Whoever he is, his message sinks deep into her heart. Barb, now 26, wants to know more. A friend takes her and her children to church the next Sunday. "The teaching...this is different," she says. "It's not like what I remember from my childhood. There's life, healing in this teaching." She is drawn to God, and falls to her knees. She weeps and cries, this time to God. "I don't know what to say, God..." She can't stop sobbing. Her tears begin to release a decade of pain, suffering, violence and abuse. She leaves it all with God.

Months go by. Barb is still addicted to drugs; she's fighting with God. "I don't want to give up control. I want to live my own life," she says. "I'll keep goin' to church, though. I like the people, they're different, they're real. And I seem to belong."

Barb makes it to church every week. And every time, she's captivated by God. "He's real and cares for me," she finds out. "Even though I've really done awful things, he forgives me and cleanses me. He frees me."

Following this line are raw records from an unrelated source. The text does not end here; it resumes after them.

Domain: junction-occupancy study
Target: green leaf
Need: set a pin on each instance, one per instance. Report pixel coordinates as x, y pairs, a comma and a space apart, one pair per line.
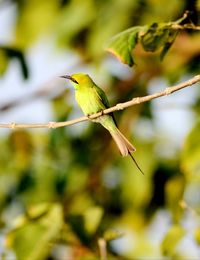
157, 36
191, 153
92, 218
152, 38
33, 239
14, 53
171, 240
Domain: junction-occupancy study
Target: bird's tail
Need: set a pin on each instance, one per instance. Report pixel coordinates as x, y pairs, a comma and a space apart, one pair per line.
124, 146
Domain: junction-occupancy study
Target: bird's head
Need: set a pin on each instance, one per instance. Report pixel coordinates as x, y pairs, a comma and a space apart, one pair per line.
79, 79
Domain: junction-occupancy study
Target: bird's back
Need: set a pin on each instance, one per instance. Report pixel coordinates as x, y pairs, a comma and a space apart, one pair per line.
90, 99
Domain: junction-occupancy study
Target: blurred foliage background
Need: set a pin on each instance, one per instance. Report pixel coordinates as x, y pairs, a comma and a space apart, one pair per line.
64, 191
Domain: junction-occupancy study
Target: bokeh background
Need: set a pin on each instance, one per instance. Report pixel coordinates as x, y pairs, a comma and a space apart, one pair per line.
64, 190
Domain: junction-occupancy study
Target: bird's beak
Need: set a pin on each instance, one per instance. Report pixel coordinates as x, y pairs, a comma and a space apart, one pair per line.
69, 77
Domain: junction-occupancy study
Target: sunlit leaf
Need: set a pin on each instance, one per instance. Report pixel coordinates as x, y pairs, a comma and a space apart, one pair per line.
151, 37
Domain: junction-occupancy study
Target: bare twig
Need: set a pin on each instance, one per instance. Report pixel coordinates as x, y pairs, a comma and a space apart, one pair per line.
120, 106
186, 26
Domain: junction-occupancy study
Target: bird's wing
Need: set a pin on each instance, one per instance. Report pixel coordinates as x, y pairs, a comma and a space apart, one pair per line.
102, 96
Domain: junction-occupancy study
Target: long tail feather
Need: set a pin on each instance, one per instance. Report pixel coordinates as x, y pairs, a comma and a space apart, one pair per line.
124, 146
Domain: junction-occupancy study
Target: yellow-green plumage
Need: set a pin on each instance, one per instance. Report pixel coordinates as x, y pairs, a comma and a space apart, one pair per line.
92, 99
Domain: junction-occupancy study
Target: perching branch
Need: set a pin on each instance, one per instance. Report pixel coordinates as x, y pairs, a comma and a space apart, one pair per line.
120, 106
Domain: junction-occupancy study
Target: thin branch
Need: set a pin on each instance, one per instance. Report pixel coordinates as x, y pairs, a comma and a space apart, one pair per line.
120, 106
186, 26
102, 248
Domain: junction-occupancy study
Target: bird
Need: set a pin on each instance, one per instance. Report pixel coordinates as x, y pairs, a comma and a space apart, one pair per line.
92, 99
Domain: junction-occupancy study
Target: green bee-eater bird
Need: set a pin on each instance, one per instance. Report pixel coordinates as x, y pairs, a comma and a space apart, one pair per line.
92, 99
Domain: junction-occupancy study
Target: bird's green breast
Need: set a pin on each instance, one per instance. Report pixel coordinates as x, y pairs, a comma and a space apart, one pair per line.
89, 100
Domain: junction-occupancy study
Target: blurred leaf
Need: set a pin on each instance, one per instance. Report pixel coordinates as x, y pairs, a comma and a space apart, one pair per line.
123, 43
7, 53
197, 235
3, 61
112, 235
174, 190
171, 239
69, 23
92, 218
35, 18
158, 35
33, 239
151, 37
191, 153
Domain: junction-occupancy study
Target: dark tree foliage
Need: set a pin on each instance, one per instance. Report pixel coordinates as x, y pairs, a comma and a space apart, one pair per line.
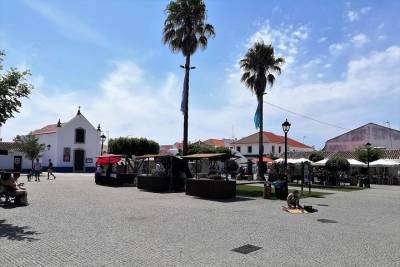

With God in control of her life, she cleans up her act. Over time, Barb kicks the drug habit, quits smoking, and works her way off welfare. She even lands a job with the local police department. She also discovers the joy of being a parent. "I don't have kids--I have children," she smiles, as only a mother can. She remarries, this time to a "gentle man" and together they're raising her three teenagers.

"Life is brighter, sunnier because I've found a new life with God," she says today. "Sure, I still have struggles. My past won't just go away; I can't pretend it didn't happen. But God's healing me and giving me the strength to face the truth of what's happened in my life."

It's been a battle, for which she's sought professional counselling. "I just keep praying to God and leaning on Him to pull me through," she adds. Because God's doing that, she knows her life is significant. "Letting go and letting God be in charge has given me a positive attitude. My whole life has meaning, and it doesn't come through a drug needle."

She shares this hope any time she can with ladies of the night, abused women and especially teenagers. "They don't think I understand," she laughs with irony, "until I tell my story."

Barb's life shines now. She chuckles, she cares and she cries with joy. There's only one reason for that.

"God really loves me," she says, with a gentle tear rolling down her cheek. "He really does. That's what I was searching for all my life." She pauses. "You know, I've been running for a lot of years--looking for a place to belong. All I had to do is walk to God."

She has. Today at 42, Barb's once shattered life is being remolded into a window of hope, a mirror of God's goodness. Reflecting on this truth, she says, "I've come home."